Maternal nutrition is critically important for fetal development. Recent human studies demonstrate a strong connection between diet during pregnancy and offspring risk for neuropsychiatric disorders including depression, anxiety, and attention-deficit/hyperactivity disorder. Animal models have emerged as a crucial tool for understanding maternal nutrition's contribution to prenatal programming and the later development of neuropsychiatric disorders. This review highlights preclinical studies examining how maternal consumption of the three macronutrients (protein, fats, and carbohydrates) influence offspring negative-valence behaviors relevant to neuropsychiatric disorders. We highlight the translational aspects of animal models and so examine exposure periods that mirror the neurodevelopmental stages of human gestation. Because of our emphasis on programmed changes in neurobehavioral development, studies that continue diet exposure until assessment in adulthood are not discussed. The presented research provides a strong foundation of preclinical evidence of nutritional programming of neurobehavioral impairments. Alterations in risk assessment and response were observed alongside neurodevelopmental impairments related to neurogenesis, synaptogenesis, and synaptic plasticity. To date, the large majority of studies utilized rodent models, and the field could benefit from additional study of large-animal models. Additional future directions are discussed, including the need for further studies examining how sex as a biological variable affects the contribution of maternal nutrition to prenatal programming.

Maternal Diet, Metabolic State, and Inflammatory Response Exert Unique and Long-Lasting Influences on Offspring Behavior in Non-Human Primates.

Nutritional status influences brain health and gestational exposure to metabolic disorders (e.g. obesity and diabetes) increases the risk of neuropsychiatric disorders. The aim of the present study was to further investigate the role of maternal Western-style diet (WSD), metabolic state, and inflammatory factors in the programming of Japanese macaque offspring behavior. Utilizing structural equation modeling, we investigated the relationships between maternal diet, prepregnancy adiposity, third trimester insulin response, and plasma cytokine levels on 11-month-old offspring behavior. Maternal WSD was associated with greater reactive and ritualized anxiety in offspring. Maternal adiposity and third trimester macrophage-derived chemokine (MDC) exerted opposing effects on offspring high-energy outbursts. Elevated levels of this behavior were associated with low maternal MDC and increased prepregnancy adiposity. This is the first study to show that maternal MDC levels influence offspring behavior. We found no evidence suggesting maternal peripheral inflammatory response mediated the effect of maternal diet and metabolic state on aberrant offspring behavior. Additionally, the extent of maternal metabolic impairment differentially influenced chemokine response. Elevated prepregnancy adiposity suppressed third trimester chemokines, while obesity-induced insulin resistance augmented peripheral chemokine levels. WSD also directly increased maternal interleukin-12. This is the first non-human primate study to delineate the effects of maternal diet and metabolic state on gestational inflammatory environment and subsequent offspring behavior. Our findings give insight to the complex mechanisms by which diet, metabolic state, and inflammation during pregnancy exert unique influences on offspring behavioral regulation.
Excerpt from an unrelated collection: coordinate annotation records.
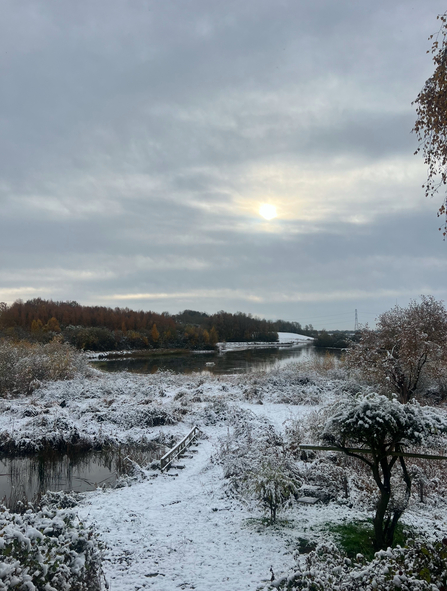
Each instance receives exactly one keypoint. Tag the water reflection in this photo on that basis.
(230, 362)
(25, 477)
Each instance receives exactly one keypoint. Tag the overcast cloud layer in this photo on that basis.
(138, 140)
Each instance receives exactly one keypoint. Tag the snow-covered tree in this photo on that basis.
(272, 485)
(384, 427)
(408, 345)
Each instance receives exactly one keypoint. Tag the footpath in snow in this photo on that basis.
(182, 532)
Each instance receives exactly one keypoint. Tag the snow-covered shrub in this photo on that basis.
(419, 567)
(384, 427)
(271, 484)
(407, 348)
(256, 464)
(48, 550)
(23, 365)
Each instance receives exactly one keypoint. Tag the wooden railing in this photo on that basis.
(181, 446)
(362, 450)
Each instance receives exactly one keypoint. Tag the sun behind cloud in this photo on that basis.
(268, 211)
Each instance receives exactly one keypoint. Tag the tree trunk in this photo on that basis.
(379, 541)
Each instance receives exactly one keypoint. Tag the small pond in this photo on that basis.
(230, 362)
(25, 477)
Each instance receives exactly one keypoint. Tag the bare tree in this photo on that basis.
(383, 427)
(431, 122)
(408, 345)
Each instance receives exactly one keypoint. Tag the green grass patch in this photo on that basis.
(357, 537)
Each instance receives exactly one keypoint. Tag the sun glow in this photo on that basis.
(268, 211)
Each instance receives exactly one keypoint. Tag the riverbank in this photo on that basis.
(190, 528)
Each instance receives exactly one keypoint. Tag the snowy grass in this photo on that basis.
(191, 528)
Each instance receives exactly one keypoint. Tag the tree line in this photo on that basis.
(100, 328)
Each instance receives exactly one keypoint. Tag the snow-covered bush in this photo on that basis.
(256, 464)
(384, 428)
(23, 365)
(419, 567)
(48, 550)
(271, 484)
(408, 347)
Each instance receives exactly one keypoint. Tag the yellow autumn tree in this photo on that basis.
(155, 335)
(52, 325)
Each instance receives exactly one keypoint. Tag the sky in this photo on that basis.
(139, 139)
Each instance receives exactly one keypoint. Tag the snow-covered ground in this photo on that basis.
(285, 339)
(292, 337)
(184, 529)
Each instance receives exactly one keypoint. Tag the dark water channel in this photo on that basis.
(23, 478)
(230, 362)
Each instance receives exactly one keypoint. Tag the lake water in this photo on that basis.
(25, 477)
(230, 362)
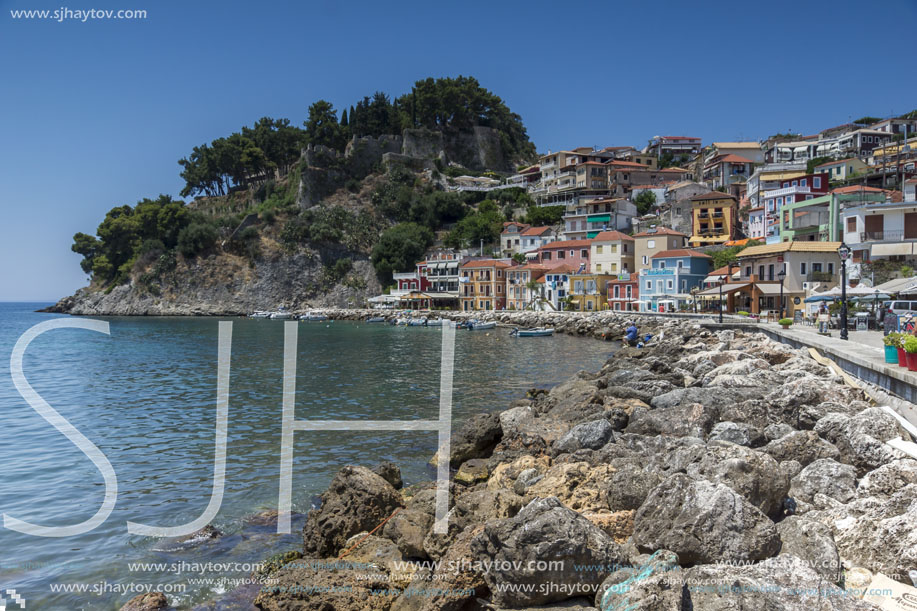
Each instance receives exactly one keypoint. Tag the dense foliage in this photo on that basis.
(149, 229)
(399, 248)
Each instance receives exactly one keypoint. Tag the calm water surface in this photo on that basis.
(146, 396)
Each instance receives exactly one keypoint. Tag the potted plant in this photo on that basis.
(910, 347)
(891, 342)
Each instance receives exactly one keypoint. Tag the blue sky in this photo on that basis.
(97, 114)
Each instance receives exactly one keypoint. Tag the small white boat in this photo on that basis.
(536, 332)
(481, 326)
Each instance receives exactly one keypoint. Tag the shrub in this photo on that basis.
(909, 343)
(196, 238)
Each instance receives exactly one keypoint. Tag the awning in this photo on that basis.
(727, 288)
(887, 250)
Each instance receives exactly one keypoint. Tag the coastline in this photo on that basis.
(703, 457)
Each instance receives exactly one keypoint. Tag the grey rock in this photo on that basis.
(825, 476)
(739, 433)
(357, 500)
(703, 522)
(544, 530)
(812, 542)
(588, 435)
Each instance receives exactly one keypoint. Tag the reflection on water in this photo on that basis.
(146, 396)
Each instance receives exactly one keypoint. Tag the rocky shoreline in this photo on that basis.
(707, 471)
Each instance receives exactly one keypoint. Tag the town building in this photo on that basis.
(612, 252)
(555, 287)
(483, 284)
(623, 293)
(790, 191)
(588, 291)
(522, 288)
(715, 218)
(511, 238)
(843, 169)
(574, 253)
(881, 230)
(667, 285)
(655, 240)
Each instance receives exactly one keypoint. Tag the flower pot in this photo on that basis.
(912, 361)
(891, 354)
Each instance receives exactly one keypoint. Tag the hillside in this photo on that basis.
(304, 218)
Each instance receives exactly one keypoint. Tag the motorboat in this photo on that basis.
(536, 332)
(481, 326)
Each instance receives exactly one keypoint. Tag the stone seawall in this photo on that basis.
(705, 458)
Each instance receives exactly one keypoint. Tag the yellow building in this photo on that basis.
(482, 284)
(713, 218)
(589, 292)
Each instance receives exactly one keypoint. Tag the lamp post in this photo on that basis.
(781, 276)
(844, 253)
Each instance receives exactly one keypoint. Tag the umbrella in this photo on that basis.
(820, 297)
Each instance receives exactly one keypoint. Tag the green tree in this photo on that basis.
(322, 127)
(645, 202)
(399, 248)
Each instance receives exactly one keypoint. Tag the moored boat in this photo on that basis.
(536, 332)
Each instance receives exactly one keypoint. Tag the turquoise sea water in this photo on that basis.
(146, 396)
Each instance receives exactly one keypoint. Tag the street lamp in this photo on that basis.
(844, 253)
(781, 276)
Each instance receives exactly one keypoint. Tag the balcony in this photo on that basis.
(896, 235)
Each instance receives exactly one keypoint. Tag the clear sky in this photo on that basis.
(97, 114)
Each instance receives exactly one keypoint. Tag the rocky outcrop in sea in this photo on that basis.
(706, 471)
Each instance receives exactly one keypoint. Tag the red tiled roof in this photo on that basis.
(565, 244)
(611, 235)
(857, 189)
(659, 231)
(681, 252)
(712, 195)
(485, 263)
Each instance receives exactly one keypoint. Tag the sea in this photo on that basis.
(145, 395)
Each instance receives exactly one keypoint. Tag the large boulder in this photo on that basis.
(703, 522)
(754, 475)
(813, 542)
(825, 476)
(545, 543)
(588, 435)
(476, 438)
(802, 446)
(357, 500)
(784, 583)
(627, 487)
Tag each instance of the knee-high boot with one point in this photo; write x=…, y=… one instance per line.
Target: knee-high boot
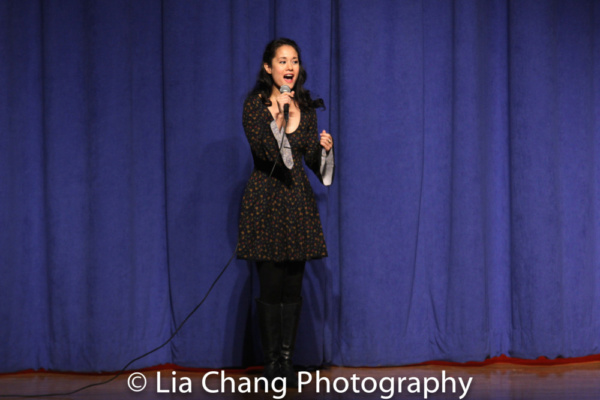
x=290, y=315
x=269, y=321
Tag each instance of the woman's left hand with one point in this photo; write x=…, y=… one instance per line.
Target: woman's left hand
x=326, y=140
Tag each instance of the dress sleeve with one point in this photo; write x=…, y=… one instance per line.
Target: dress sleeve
x=263, y=139
x=321, y=162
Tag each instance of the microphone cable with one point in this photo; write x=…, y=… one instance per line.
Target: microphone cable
x=124, y=369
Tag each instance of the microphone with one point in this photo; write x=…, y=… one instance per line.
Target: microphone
x=286, y=107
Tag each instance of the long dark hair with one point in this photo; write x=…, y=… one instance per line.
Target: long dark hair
x=264, y=82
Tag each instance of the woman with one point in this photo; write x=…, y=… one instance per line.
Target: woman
x=280, y=227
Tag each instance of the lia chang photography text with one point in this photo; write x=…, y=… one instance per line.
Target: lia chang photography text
x=217, y=382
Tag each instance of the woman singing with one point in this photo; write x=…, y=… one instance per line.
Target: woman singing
x=280, y=227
Exposure to a High-Fat Diet during Early Development Programs Behavior and Impairs the Central Serotonergic System in Juvenile Non-Human Primates.

Perinatal exposure to maternal obesity and high-fat diet (HFD) consumption not only poses metabolic risks to offspring but also impacts brain development and mental health. Using a non-human primate model, we observed a persistent increase in anxiety in juvenile offspring exposed to a maternal HFD. Postweaning HFD consumption also increased anxiety and independently increased stereotypic behaviors. These behavioral changes were associated with modified cortisol stress response and impairments in the development of the central serotonin synthesis, with altered tryptophan hydroxylase-2 mRNA expression in the dorsal and median raphe. Postweaning HFD consumption decreased serotonergic immunoreactivity in area 10 of the prefrontal cortex. These results suggest that perinatal exposure to HFD consumption programs development of the brain and endocrine system, leading to behavioral impairments associated with mental health and neurodevelopmental disorders. Also, an early nutritional intervention (consumption of the control diet at weaning) was not sufficient to ameliorate many of the behavioral changes, such as increased anxiety, that were induced by maternal HFD consumption. Given the level of dietary fat consumption and maternal obesity in developed nations these findings have important implications for the mental health of future generations.